Map, Compass & GPS

Map, Compass & GPS
Wild flowers along Fall Creek on the way to the Green Lakes - Oregon

Monday, September 16, 2013

Direction - Bearngs and Azimuths

In land navigation, bearings and azimuths are used to describe the angular measurement to a distant object.  This is an essential component of compass and GPS usage.

In the field, the hiker needs a way to express the direction to an object or the direction of intended travel.  The two terms most commonly used for such expression are bearings and azimuth.  Both are described by units of angular measurement.

Azimuth is the common term used by the military in land navigation.

Bearing is the term most frequently used by those recreating in the backcountry.  Bearing will be used during the rest of this discussion.  Bearing is the horizontal angle measured clockwise from North.

The degree is the common unit of measurement of a bearing.  A degree can be broken down into the following terms:

                        A circle = 360°                     

1 degree (1°) = 60 minutes

                        1 minute = 60 seconds

Thankfully, most direction information is expressed simply in degrees.  For example, the direction to a destination calculated by a Global Positioning System (GPS) receiver will be stated in degrees.

Degrees will always be described in relationship to a circle and a starting point.  A circle is comprised of 360 degrees; check your compass dial to confirm.  In land navigation, the starting point is from north.  Commonly, the angular measurement is calculated from one of three options.   These are True North, Magnetic North and Grid North.

True North is the direction from any point on the globe to the North Pole.  All lines of longitude are lines that run true north and south.  Angular measurement is calculated from the starting value (0°) clockwise to the desired direction.  For example, east has a direction of 90°.  (The best practice is to state the bearing in three digits, thus, 90° becomes 090°.)  Bearings measured from the North Pole are referred to as degrees true.

Magnetic North is the direction to the Magnetic North Pole.  Note that Magnetic North and True North are not the same.  The angular difference between True North and Magnetic North is known as declination.  (For more information read my post Declination).

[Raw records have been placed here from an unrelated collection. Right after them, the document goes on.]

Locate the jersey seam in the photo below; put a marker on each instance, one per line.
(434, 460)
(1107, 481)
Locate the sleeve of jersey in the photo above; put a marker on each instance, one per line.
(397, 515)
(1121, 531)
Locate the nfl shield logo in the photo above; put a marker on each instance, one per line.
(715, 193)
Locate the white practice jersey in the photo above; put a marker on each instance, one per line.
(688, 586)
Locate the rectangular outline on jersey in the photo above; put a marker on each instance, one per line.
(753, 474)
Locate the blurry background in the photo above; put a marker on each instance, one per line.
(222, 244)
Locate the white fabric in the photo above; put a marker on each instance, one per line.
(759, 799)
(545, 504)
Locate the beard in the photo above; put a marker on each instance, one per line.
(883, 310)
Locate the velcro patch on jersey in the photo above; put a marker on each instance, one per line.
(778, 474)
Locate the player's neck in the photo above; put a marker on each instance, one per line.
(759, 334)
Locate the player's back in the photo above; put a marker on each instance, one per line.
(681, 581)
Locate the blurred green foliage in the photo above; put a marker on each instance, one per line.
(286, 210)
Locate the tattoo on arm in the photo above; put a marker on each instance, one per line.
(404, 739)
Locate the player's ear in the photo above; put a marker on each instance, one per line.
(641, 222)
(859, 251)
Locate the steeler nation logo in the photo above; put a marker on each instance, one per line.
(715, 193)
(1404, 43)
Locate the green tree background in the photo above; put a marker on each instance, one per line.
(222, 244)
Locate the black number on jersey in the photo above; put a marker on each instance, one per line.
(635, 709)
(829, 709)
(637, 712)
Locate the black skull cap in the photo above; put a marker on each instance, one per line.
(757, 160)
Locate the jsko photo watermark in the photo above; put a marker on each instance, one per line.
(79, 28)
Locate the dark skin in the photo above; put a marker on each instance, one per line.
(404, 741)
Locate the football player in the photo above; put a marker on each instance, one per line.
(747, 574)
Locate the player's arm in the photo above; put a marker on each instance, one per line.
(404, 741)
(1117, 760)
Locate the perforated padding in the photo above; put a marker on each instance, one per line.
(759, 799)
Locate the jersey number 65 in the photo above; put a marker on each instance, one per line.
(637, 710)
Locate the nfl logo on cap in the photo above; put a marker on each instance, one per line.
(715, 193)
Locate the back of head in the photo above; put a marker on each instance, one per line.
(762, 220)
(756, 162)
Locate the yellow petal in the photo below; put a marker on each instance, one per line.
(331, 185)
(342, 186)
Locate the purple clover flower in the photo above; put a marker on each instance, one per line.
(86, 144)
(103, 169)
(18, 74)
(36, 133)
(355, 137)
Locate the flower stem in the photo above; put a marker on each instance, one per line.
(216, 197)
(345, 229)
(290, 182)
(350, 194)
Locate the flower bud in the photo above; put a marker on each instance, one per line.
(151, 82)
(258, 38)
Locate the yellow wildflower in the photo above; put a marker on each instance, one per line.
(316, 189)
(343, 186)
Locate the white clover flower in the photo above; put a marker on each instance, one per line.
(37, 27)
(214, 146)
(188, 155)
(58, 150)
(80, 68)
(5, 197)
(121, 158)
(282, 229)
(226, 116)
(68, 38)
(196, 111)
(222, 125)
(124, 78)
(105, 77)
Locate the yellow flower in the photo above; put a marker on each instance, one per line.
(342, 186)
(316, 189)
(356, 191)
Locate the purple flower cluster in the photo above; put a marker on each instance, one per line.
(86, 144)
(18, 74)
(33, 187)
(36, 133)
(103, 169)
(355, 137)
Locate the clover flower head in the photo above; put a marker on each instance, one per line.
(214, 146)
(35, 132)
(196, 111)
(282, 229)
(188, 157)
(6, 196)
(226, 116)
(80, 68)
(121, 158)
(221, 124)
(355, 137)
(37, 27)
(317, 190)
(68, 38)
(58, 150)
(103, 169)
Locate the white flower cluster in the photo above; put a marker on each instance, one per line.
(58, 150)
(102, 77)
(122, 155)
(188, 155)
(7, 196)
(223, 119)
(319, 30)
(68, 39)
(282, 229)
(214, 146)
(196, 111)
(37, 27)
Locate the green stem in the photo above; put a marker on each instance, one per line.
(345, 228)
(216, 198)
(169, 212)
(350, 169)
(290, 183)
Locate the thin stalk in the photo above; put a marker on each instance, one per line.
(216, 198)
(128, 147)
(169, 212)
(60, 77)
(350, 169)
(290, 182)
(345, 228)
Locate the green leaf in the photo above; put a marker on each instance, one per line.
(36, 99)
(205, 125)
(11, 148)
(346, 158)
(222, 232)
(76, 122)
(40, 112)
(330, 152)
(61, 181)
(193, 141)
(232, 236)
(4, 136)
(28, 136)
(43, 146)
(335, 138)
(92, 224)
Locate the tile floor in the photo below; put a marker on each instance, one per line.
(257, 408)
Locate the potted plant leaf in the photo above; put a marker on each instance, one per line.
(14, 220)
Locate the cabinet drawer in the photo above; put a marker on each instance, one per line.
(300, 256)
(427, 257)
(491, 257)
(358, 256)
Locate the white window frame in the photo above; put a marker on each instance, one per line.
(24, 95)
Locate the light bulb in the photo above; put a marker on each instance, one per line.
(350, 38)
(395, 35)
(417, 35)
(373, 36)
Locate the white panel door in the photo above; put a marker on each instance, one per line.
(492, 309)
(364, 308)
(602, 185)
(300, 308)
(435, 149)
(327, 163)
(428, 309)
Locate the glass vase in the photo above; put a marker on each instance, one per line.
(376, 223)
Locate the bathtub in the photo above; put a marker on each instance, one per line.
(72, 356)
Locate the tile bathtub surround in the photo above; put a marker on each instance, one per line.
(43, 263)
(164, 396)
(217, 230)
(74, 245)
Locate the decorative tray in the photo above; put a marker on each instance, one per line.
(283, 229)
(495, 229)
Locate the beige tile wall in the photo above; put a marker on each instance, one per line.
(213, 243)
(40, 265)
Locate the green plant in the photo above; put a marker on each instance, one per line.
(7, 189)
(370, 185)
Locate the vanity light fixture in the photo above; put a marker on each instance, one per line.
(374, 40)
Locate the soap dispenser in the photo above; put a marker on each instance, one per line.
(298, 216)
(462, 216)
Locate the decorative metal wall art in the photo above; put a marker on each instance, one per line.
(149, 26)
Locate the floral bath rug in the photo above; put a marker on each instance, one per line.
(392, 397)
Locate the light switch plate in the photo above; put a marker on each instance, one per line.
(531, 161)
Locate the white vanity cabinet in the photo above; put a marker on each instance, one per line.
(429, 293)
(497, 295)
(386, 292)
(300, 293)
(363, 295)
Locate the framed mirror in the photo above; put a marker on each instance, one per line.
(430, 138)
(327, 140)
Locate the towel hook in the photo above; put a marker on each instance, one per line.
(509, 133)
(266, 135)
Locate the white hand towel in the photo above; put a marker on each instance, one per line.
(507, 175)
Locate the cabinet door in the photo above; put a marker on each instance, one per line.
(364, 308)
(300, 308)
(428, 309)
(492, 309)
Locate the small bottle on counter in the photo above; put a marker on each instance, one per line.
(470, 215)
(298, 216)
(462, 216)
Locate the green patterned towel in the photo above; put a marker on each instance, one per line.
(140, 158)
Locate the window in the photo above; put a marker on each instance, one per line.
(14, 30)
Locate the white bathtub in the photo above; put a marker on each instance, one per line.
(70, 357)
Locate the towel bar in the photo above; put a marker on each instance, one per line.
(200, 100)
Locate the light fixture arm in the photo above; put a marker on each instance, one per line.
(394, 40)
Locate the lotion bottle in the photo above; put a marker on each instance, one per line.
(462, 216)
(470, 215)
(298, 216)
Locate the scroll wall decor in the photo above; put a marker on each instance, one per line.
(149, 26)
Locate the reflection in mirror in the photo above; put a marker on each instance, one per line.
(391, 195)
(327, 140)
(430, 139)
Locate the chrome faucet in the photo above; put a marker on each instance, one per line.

The angular measurement is measured clockwise from the magnetic north arrow to the desired direction.

Grid North for the recreating hiker is in relationship to Universal Transvers Mercator (UTM) grid.  The globe is bounded by 60 UTM zones that stretch north to south.  The central meridian of the UTM zone is aligned to true north.

For the backcountry navigator, the simplest method is to use bearings that are in relation to true north.  In my navigation classes I suggest that students “match the map” that will be used in the field.  In most cases a map is oriented to the North Pole.  A GPS can be setup such that the receiver provides direction information in degrees true.  I also recommend consider the purchase of a declination adjustable compass such as the Suunto M3 or the Silva Ranger.  Though the magnetic needle always point to magnetic north, the dial provides direction data in degrees true.  Thus, both instruments (GPS and Compass) will match the map.